De repente, el frío y la humedad del desván no parecían molestarlo. La sangre le circulaba un poco más rápido, avivada por el objeto de sus pesquisas. Liam acercó la cámara todavía más contra el cristal mugriento de la ventana.
– Ahora el sostén. O las bragas -murmuró él-. Soy de fácil conformar. Lo que tú prefieras.
Momento en el que la mujer se dio la vuelta y pareció mirarlo directamente a él, con aquel cabello negro enmarcando un rostro de facciones exquisitas.
Liam soltó un exabrupto y se retiró de la ventana de un brinco, dejando caer la cámara sobre el pecho. Era muy bella, nada que ver con la fotografía que le había enseñado Sean.
– Maldición -Liam se pasó una mano por el pelo. Debía de haberse equivocado de ventana. Agarró la cámara, la enfocó al edificio y volvió a contar los pisos mientras repasaba la descripción que le había dado su hermano.

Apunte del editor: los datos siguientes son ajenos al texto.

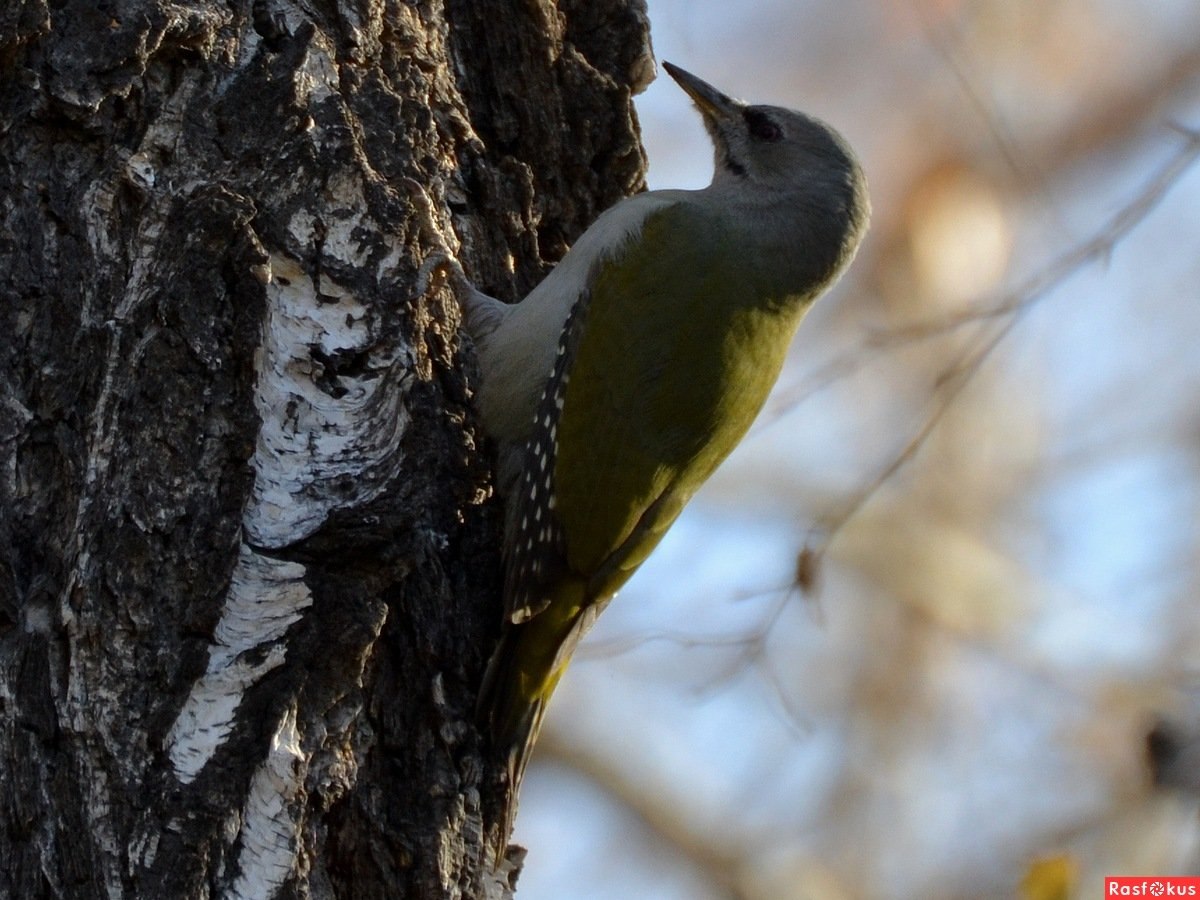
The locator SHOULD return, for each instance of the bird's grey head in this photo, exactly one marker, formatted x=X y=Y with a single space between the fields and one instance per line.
x=772 y=148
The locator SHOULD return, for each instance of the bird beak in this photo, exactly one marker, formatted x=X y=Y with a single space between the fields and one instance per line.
x=714 y=105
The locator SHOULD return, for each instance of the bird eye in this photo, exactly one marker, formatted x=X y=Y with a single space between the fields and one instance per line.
x=762 y=126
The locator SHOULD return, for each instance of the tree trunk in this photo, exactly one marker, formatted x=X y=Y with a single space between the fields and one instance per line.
x=249 y=568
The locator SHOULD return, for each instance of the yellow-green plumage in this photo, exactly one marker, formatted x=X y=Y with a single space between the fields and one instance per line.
x=621 y=384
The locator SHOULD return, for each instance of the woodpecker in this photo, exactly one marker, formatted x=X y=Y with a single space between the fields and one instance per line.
x=616 y=388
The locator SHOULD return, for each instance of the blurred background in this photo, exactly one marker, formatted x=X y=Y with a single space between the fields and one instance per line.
x=933 y=631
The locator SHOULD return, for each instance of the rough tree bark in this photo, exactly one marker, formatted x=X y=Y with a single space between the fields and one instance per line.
x=247 y=551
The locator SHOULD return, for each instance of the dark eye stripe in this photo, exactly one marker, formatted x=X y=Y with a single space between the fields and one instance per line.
x=762 y=126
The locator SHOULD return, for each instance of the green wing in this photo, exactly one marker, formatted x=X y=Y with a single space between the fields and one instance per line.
x=679 y=349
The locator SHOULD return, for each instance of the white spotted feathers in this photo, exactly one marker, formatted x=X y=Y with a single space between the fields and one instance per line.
x=537 y=549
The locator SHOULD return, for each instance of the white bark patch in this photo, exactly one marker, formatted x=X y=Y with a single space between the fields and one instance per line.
x=265 y=598
x=270 y=821
x=318 y=451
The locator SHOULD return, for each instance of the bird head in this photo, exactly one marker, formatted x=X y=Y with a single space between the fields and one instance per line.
x=766 y=147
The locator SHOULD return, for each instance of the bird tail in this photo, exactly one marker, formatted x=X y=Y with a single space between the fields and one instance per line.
x=521 y=676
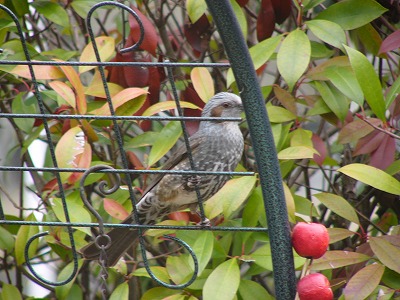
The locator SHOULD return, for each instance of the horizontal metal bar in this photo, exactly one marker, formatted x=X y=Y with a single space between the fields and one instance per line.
x=81 y=170
x=115 y=64
x=111 y=225
x=127 y=118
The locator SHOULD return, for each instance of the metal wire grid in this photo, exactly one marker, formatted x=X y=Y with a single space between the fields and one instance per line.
x=114 y=173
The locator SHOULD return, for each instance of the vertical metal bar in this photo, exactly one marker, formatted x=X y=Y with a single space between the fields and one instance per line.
x=264 y=148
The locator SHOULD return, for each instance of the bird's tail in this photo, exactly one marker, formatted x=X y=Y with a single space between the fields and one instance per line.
x=121 y=240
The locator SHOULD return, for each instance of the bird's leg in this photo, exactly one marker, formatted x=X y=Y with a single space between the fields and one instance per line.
x=193 y=181
x=204 y=222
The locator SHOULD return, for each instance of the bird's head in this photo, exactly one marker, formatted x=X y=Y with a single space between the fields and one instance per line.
x=223 y=105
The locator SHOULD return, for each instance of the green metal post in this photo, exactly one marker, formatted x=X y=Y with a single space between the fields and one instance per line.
x=263 y=143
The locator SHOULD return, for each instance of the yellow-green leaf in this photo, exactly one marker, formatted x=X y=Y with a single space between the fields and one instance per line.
x=339 y=206
x=373 y=177
x=368 y=81
x=294 y=56
x=338 y=234
x=386 y=253
x=165 y=141
x=230 y=197
x=128 y=94
x=364 y=282
x=223 y=282
x=105 y=46
x=195 y=9
x=328 y=32
x=297 y=152
x=167 y=105
x=336 y=259
x=202 y=83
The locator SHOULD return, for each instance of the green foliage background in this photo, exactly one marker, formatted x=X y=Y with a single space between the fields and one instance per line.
x=330 y=77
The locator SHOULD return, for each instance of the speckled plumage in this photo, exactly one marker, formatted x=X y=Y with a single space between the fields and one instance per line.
x=216 y=146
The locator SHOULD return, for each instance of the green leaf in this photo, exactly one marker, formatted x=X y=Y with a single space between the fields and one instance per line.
x=308 y=4
x=338 y=234
x=6 y=240
x=251 y=290
x=260 y=54
x=121 y=292
x=160 y=272
x=10 y=292
x=333 y=98
x=202 y=83
x=337 y=259
x=344 y=80
x=357 y=129
x=364 y=282
x=63 y=291
x=279 y=114
x=52 y=11
x=166 y=140
x=373 y=177
x=393 y=92
x=240 y=17
x=368 y=81
x=20 y=106
x=195 y=9
x=230 y=197
x=77 y=211
x=294 y=56
x=82 y=7
x=386 y=253
x=328 y=32
x=223 y=282
x=166 y=105
x=159 y=293
x=180 y=268
x=23 y=235
x=351 y=14
x=301 y=137
x=147 y=138
x=304 y=206
x=339 y=206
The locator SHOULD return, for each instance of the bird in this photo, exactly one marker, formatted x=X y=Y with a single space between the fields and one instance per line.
x=217 y=146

Pero no parecía haberse confundido y cuando se fijó de nuevo en la mujer, se había vuelto a girar y tenía una mano en el cierre del sujetador. Liam tragó saliva. Había estado en locales de striptease más de una vez y había visto cómo se desnudaban las mujeres para deleite de los clientes. Pero eso era algo más que un simple cuerpo fabuloso. Tenía algo… íntimo. De modo que cuando se cubrió con una bata de seda, Liam respiró aliviado.
¿Quién sería? Desde luego, no era la mujer de la fotografía, de aspecto conservador y eficiente. Pero quizá fuera parte del plan. Sean había dicho que Eleanor Thorpe era sospechosa de una malversación de un cuarto de millón de dólares.
¿Qué mejor manera de llevar a cabo un delito así que hacerse pasar por la típica empleada de fiar?
– No -murmuró cuando la mujer se acercó a la ventana-. Las cortinas no. Déjalas abiertas -pidió Liam. Pero en vano.
Luego arrastró una silla vieja hacia la ventana, se sentó y puso los pies en el alféizar. Permaneció atento al apartamento un buen rato, imaginándose a la mujer de dentro. Y cuando las luces se apagaron horas después, dio un trago largo a la cerveza que había abierto.
Echó la cabeza hacia atrás y cerró los ojos, preparándose para una larga noche. La veía en su cabeza, girándose hacia él, dejando caer la bata al suelo. Se imaginó su cuerpo, de pechos perfectos, cintura estrecha y largas piernas torneadas. Luego empezaba a moverse a un ritmo provocativo registrado por el teleobjetivo de la cámara.
Liam no sabía cuánto tiempo había estado dormido ni qué lo había despertado: si un ruido en la calle o quizá la intuición de que algo pasaba. Se frotó los ojos, miró el reloj. Era casi medianoche, el desván estaba helado por el viento húmedo que soplaba afuera.
Se puso recto sobre la silla, se calentó los brazos, se peinó con los dedos. El apartamento de enfrente seguía a oscuras, pero Liam agarró la cámara y observó a través del teleobjetivo de todos modos. En algún lugar lejano se oía una sirena y, más cerca, sonó el ladrido de un perro. Después se encendió una luz extraña en la ventana del apartamento de Eleanor Thorpe.